Even if your PMS tends to be relatively mild, this is when shit can get real for your willingness to work out: Progesterone begins to increase at this point and oestrogen (after the drop that occurs right after ovulation) also begins to increase again around this time. The result: you might feel like you've "lost your mojo," says Dr. Sims, because these hormones can lead to fatigue. Plus, progesterone can have catabolic effects, meaning that it encourages the breaking down of muscle proteins, Dr. Sims explains. It also increases the amount of sodium you excrete. So, your workouts may feel more difficult and recovering from them might take a little longer, too. "After a hard, intense workout, the need for protein and hydration (fluid with sodium) is increased in times of elevated progesterone," Dr. Sims says. On top of that, progesterone is known to be thermogenic, meaning it can heat up your core temperature. To combat all of that, Dr. Sims suggests drinking cold beverages before and during your gym session and adding a bit of salt to your food.
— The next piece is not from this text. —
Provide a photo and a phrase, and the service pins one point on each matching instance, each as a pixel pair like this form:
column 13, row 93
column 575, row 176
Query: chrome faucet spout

She also recommends eating 25 grams of protein with a high leucine content (e.g., chicken, fish, and legumes) within a half hour of finishing your workout. Your Period
During your period, oestrogen and progesterone levels are at their lowest, which makes it easier for your body to access glycogen as a source of energy, rather than relying on the slower break down of fatty acids, Dr. Sims explains. So, you might find that you're hitting higher intensities faster during your workouts when on your period. However, everyone's cycle is unique in fun (or not so fun) ways. Plus, your fitness level matters a lot, too. While it's important to stay active, it's also crucial to pay attention to the full picture — including taking rest days when needed, eating a balanced diet, and getting enough sleep — all month long.